Natural IgM antibodies (Abs) function as innate immune sensors of injury via recognition of neoepitopes expressed on damaged cells, although how this recognition systems function following spinal cord injury (SCI) exposes various neoepitopes and their precise nature remains largely unknown. Here, we investigated the role of two natural IgM monoclonal Abs (mAbs), B4 and C2, that recognize post-ischemic neoepitopes following ischemia and reperfusion in other tissues.

Methods

Identification of post-SCI expressed neoepitopes was examined using previously characterized monoclonal Abs (B4 and C2 mAbs).

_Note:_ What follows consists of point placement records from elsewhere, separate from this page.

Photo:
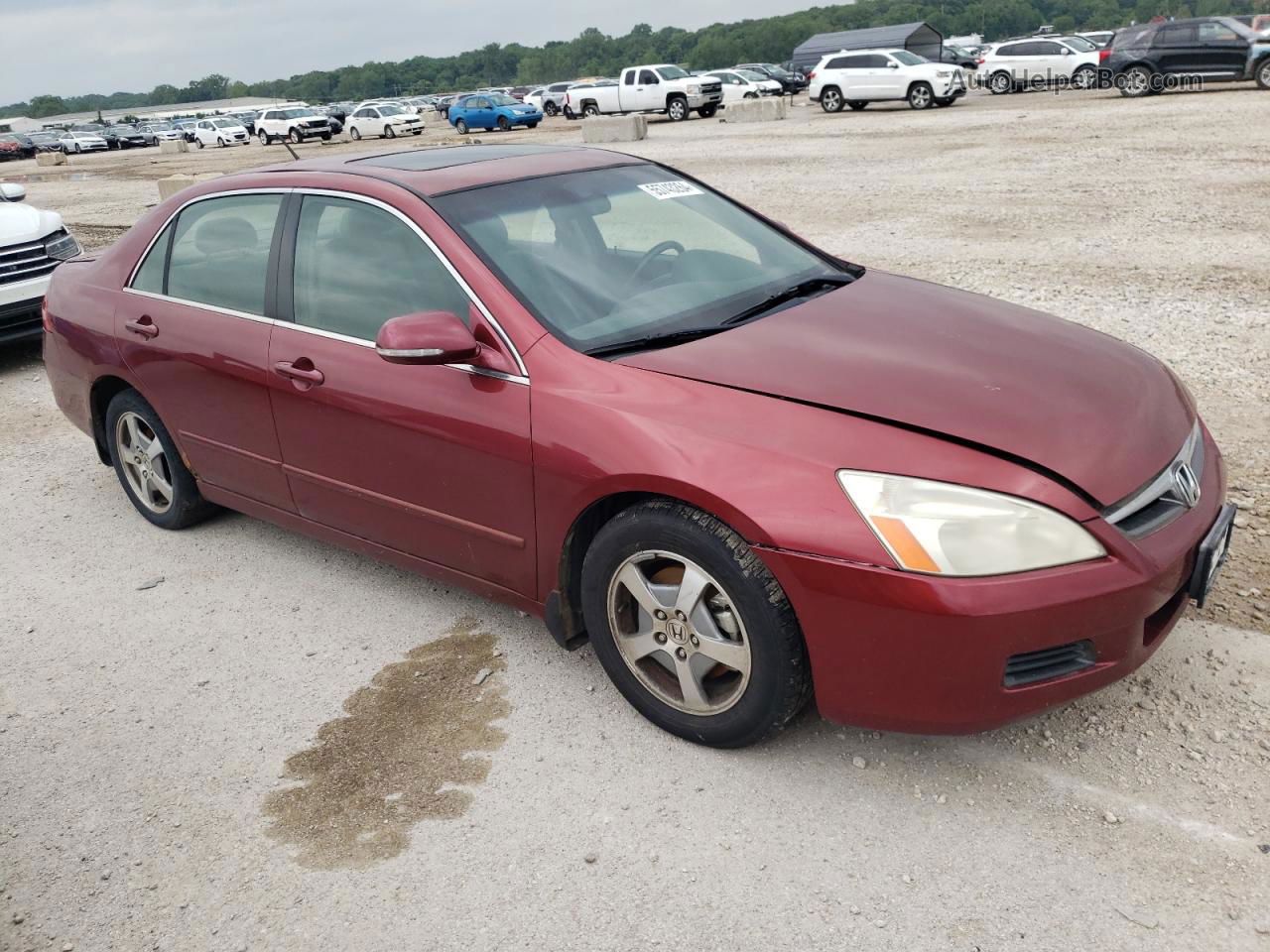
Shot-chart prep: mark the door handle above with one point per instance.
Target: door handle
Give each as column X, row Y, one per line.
column 144, row 325
column 308, row 375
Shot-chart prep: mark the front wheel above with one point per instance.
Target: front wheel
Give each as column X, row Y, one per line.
column 693, row 627
column 149, row 465
column 921, row 95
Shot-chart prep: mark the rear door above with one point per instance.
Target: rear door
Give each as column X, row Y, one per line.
column 430, row 461
column 193, row 327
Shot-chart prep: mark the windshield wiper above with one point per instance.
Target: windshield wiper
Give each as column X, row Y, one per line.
column 803, row 289
column 654, row 340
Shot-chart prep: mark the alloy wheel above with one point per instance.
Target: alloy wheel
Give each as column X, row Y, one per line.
column 679, row 633
column 144, row 461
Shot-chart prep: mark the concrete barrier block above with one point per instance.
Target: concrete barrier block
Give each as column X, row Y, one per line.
column 173, row 184
column 766, row 109
column 615, row 128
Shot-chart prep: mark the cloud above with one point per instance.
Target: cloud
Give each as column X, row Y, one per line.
column 73, row 48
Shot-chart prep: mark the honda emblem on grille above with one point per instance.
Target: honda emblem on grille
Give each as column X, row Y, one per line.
column 1187, row 485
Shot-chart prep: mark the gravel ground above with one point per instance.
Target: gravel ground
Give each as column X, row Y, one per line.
column 284, row 746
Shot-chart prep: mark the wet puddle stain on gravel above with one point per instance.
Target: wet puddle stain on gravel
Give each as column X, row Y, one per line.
column 395, row 760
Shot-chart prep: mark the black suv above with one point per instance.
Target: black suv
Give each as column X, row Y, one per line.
column 1152, row 58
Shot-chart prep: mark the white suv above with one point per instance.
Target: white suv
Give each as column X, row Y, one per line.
column 864, row 76
column 32, row 243
column 1038, row 62
column 296, row 123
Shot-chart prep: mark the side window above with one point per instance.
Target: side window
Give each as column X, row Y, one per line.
column 150, row 273
column 220, row 252
column 358, row 267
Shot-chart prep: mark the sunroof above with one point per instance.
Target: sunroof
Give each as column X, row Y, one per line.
column 447, row 157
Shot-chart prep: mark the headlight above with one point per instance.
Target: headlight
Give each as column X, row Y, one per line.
column 947, row 530
column 62, row 246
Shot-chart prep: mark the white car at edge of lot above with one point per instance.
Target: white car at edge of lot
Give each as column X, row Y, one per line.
column 80, row 141
column 1038, row 62
column 220, row 132
column 743, row 84
column 860, row 76
column 385, row 119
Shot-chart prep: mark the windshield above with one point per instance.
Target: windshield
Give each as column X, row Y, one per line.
column 613, row 255
column 907, row 58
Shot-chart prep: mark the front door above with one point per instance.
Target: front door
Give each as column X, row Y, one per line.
column 430, row 461
column 191, row 330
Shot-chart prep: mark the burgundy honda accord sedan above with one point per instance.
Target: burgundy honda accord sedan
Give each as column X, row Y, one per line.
column 595, row 389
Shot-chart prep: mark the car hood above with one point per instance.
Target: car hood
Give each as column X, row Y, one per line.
column 21, row 223
column 1095, row 412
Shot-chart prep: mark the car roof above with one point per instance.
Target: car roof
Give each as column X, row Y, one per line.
column 441, row 169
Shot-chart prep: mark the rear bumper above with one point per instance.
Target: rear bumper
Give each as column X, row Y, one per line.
column 908, row 653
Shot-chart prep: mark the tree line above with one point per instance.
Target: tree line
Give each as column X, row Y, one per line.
column 593, row 54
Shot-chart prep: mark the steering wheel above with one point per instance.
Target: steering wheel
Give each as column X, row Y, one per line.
column 649, row 257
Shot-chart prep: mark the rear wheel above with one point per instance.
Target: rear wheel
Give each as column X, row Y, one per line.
column 149, row 465
column 693, row 627
column 921, row 95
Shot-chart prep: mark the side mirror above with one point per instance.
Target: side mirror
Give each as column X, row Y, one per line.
column 426, row 338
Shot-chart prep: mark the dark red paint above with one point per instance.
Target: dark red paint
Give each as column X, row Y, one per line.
column 479, row 480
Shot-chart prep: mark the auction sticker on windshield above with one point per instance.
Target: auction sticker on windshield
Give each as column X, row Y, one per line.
column 671, row 189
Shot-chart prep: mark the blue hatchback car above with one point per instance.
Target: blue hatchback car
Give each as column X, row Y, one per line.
column 489, row 111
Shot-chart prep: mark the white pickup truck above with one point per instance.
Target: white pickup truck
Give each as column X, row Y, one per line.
column 649, row 89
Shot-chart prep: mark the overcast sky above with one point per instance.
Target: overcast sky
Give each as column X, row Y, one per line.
column 72, row 48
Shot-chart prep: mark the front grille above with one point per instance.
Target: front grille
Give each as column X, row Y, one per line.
column 1164, row 498
column 24, row 262
column 1047, row 664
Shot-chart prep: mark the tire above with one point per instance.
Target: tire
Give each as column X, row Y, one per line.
column 1137, row 81
column 921, row 95
column 127, row 416
column 740, row 606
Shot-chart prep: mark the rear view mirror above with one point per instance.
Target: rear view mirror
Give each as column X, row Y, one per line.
column 426, row 338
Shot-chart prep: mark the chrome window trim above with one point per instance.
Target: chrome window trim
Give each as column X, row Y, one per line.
column 1157, row 486
column 522, row 377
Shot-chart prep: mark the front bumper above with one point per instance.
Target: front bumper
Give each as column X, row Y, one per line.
column 912, row 653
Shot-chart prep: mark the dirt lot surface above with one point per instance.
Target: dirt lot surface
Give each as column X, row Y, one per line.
column 236, row 738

The role of post-SCI neoepitopes and their recognition by natural IgM Abs in propagating secondary injury was examined in Ab-deficient Rag1−/− or wild type C57BL/6 mice using Ab reconstitution experiments and neoepitope-targeted therapeutic studies, respectively.

Results

Administration of B4 or C2 mAb following murine SCI increased lesion size and worsened functional outcome in otherwise protected Ab-deficient Rag1−/− mice. Injury correlated with colocalized deposition of IgM and C3d in injured spinal cords from both mAb reconstituted Rag1−/− mice and untreated wild-type mice. Depletion of peritoneal B1 B cells, a source of natural Abs, reduced circulating levels of IgM with B4 (annexin-IV) and C2 (subset of phospholipids) reactivity, reduced IgM and complement deposition in the spinal cord, and protected against SCI. We therefore investigated whether the B4 neoepitope represents a therapeutic target for complement inhibition. B4-Crry, a fusion protein consisting of a single-chain Ab derived from B4 mAb, linked to the complement inhibitor Crry, significantly protected against SCI. B4-Crry exhibited a dual function in that it inhibited both the binding of pathogenic IgM and blocked complement activation in the spinal cord.

Conclusions

This study identifies important neoepitopes expressed within the spinal cord after injury. These neoepitopes are recognized by clonally specific natural IgM Abs that activate complement and drive pathology. We demonstrate that these neoepitopes represent novel targets for the therapeutic delivery of a complement inhibitor, and possibly other payload, to the injured spinal cord.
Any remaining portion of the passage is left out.